In March 1871 Lake married Reverend Octavius Lake (1841 – 9 September 1922), whom she had previously known in England. They were married by Rev. James Way in Samuel Way's house in Adelaide on 2 March 1871. Between 1873 and 1883 she gave birth to seven children only one of whom survived to adulthood.

==Women's Suffrage League==
In 1888 Lake was involved in the foundation meeting of the South Australian Women's Suffrage League and was appointed to the council. Lake believed gender equality was "the original design of the Creator" and combined her passion for women's suffrage with her evangelical passion. Lake shared platforms with suffragists such as Mary Lee, and used logic, wit and evangelical fervour to argue in favour of women's suffrage.

Lake was a strong believer in the evils of alcohol and felt confident that once women had the vote it would help to end the liquor trade.

==Woman's Christian Temperance Union==
In 1889 Lake was appointed to the position of Colonial Organiser of the Woman's Christian Temperance Union of South Australia as well as Suffrage superintendent of the Union.

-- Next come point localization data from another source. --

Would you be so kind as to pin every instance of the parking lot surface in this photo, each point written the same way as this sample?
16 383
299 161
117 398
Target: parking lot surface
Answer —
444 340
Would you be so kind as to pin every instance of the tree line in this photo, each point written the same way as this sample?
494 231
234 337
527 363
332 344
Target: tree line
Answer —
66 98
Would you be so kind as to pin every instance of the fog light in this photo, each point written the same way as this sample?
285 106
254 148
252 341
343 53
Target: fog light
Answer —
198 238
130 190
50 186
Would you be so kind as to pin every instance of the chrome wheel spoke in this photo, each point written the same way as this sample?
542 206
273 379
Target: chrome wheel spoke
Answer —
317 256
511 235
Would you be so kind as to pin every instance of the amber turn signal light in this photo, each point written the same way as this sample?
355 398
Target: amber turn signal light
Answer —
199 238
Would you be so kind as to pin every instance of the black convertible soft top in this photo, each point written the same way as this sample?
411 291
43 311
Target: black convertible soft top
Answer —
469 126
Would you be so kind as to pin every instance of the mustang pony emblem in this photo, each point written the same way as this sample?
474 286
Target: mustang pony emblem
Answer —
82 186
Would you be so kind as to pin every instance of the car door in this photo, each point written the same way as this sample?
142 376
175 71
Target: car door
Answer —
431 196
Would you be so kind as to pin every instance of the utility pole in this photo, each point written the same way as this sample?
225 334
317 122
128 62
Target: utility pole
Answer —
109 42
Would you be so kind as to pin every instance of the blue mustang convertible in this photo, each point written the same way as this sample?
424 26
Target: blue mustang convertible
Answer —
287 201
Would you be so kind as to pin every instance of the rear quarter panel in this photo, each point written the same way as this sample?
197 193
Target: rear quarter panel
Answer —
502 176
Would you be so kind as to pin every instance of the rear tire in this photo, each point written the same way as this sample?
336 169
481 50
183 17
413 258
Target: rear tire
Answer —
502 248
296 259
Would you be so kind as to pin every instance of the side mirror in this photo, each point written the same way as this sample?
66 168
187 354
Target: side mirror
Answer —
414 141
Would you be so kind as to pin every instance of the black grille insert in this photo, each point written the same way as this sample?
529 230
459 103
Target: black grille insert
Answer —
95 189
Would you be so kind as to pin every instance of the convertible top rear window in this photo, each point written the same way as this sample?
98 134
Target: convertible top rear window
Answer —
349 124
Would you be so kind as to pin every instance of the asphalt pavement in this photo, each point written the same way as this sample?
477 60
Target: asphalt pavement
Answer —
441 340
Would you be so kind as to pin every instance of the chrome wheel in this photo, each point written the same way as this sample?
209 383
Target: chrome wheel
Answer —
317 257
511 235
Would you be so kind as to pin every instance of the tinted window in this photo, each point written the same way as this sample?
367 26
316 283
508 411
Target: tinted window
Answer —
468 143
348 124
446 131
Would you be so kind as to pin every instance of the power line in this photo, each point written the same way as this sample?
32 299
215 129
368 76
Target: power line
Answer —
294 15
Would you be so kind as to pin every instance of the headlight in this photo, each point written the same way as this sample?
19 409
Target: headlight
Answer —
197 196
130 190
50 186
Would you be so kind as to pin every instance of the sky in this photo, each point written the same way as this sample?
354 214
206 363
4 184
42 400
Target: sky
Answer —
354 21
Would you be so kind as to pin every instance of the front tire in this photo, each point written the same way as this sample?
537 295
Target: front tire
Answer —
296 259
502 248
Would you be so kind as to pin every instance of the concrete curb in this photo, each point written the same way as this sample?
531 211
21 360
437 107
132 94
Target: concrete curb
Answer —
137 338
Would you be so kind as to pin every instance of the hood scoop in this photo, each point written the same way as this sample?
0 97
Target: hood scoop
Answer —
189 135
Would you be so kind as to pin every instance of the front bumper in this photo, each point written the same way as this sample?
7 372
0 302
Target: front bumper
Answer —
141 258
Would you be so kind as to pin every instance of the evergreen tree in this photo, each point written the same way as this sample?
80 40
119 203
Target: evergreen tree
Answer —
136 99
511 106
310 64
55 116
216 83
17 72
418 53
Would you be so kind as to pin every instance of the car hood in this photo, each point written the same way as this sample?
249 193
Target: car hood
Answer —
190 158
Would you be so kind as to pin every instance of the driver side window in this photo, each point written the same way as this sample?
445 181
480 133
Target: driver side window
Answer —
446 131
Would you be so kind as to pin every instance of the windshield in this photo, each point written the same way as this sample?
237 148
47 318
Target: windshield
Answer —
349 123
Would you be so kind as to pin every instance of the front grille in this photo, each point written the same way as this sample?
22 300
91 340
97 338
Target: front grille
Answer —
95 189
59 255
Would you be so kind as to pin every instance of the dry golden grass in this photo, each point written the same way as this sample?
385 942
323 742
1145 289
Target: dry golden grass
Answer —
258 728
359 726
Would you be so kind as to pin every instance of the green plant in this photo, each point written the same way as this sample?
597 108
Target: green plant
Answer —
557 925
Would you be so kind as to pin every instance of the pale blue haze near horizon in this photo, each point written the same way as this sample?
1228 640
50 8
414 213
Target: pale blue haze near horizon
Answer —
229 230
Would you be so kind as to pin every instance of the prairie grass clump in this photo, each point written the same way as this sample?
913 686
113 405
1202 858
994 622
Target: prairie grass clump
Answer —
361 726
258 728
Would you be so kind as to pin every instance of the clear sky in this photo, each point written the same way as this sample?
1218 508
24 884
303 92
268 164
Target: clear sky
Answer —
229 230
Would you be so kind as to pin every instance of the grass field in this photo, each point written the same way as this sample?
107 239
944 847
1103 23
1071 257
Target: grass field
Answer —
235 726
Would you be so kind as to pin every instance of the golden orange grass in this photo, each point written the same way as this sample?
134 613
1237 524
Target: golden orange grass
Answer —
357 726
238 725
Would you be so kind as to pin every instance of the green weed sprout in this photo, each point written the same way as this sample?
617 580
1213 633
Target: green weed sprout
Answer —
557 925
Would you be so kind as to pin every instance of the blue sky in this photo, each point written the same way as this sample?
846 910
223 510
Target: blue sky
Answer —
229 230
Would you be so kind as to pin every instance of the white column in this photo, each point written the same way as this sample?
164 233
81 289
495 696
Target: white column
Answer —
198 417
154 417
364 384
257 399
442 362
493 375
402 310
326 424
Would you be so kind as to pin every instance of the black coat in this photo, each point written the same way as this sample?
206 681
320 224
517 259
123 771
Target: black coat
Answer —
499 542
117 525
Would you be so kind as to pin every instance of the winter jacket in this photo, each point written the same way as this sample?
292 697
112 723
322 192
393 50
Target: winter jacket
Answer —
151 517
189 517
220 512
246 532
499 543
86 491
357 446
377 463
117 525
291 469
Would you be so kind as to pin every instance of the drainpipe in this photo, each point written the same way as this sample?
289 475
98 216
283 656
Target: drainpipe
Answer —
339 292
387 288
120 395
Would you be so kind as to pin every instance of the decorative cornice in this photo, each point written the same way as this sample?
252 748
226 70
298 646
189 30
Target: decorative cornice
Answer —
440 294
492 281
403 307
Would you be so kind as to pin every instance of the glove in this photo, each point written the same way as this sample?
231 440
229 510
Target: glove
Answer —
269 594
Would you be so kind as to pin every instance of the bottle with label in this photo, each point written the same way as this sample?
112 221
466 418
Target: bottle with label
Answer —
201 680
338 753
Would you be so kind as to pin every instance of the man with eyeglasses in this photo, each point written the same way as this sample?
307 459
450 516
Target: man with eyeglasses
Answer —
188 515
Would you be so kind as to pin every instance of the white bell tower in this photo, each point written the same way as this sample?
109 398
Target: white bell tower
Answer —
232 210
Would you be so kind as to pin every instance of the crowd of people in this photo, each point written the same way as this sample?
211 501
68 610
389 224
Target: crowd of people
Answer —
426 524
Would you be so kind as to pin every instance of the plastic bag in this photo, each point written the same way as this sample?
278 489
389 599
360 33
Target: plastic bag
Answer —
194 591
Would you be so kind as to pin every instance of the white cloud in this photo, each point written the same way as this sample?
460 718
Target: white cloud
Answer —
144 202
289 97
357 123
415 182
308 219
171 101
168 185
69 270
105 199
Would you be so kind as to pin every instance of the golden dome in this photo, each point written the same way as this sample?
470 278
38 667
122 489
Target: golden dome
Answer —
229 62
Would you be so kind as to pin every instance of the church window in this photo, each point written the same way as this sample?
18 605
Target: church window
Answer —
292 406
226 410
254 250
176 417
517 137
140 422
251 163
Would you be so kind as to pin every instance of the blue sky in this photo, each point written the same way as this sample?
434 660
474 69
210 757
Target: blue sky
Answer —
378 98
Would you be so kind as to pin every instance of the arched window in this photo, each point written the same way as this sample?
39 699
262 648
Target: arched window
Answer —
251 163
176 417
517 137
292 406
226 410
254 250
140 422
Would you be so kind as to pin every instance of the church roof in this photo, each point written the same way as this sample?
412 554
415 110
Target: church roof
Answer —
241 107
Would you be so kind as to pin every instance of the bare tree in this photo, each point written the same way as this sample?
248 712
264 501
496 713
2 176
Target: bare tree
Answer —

Lake travelled widely across South Australia, as well as to Broken Hill, to enrol new members and establish branches of the Union throughout country South Australia. She was, with Elizabeth Webb Nicholls (1850–1943), Maria Peacock Henderson, Mary Jane George, Hannah Chewings, and Sarah Lindsay Evans a trustee of the Union when it was incorporated in 1891. She also spread the women's suffrage message through the Union in her role as Suffrage superintendent. In an 1890 report to the Union, Lake recorded 27 new Unions she had organised across South Australia.

Lake requested each of the 65 South Australian Unions to report on the works of their women's suffrage departments, however, in her 1891 report she noted that only half replied and some did not have suffrage departments. The 1891 report provided information on the progress of women's suffrage legislation and contained an appeal from Lake to members to spread the suffrage work.

A quote from Lake's 1891 report states: "The aim of our work is to wake both men and women up to the injustice and absurdity of a national life in which the mother influence has no acknowledged authority or legal recognition.".

In 1891, Lake was made a life vice-president of the Union and stepped down from her other roles in the Union.

==Later life==
In the last ten years of her life, Lake devoted herself to evangelical and humanitarian causes. Lake was involved in the establishment of the Bible Christian Woman's Missionary Board to support missionary work in China and in 1892 she became the superintendent of evangelists.

Lake died in Adelaide, South Australia, on 9 July 1902 and is buried in Payneham Cemetery. Octavius survived her by 20 years, and was an important figure in the unified Methodist Church in South Australia.

A cousin, John Thorne (17 April 1838 – 22 August 1914), served the church in the northern areas of South Australia, arriving in 1873.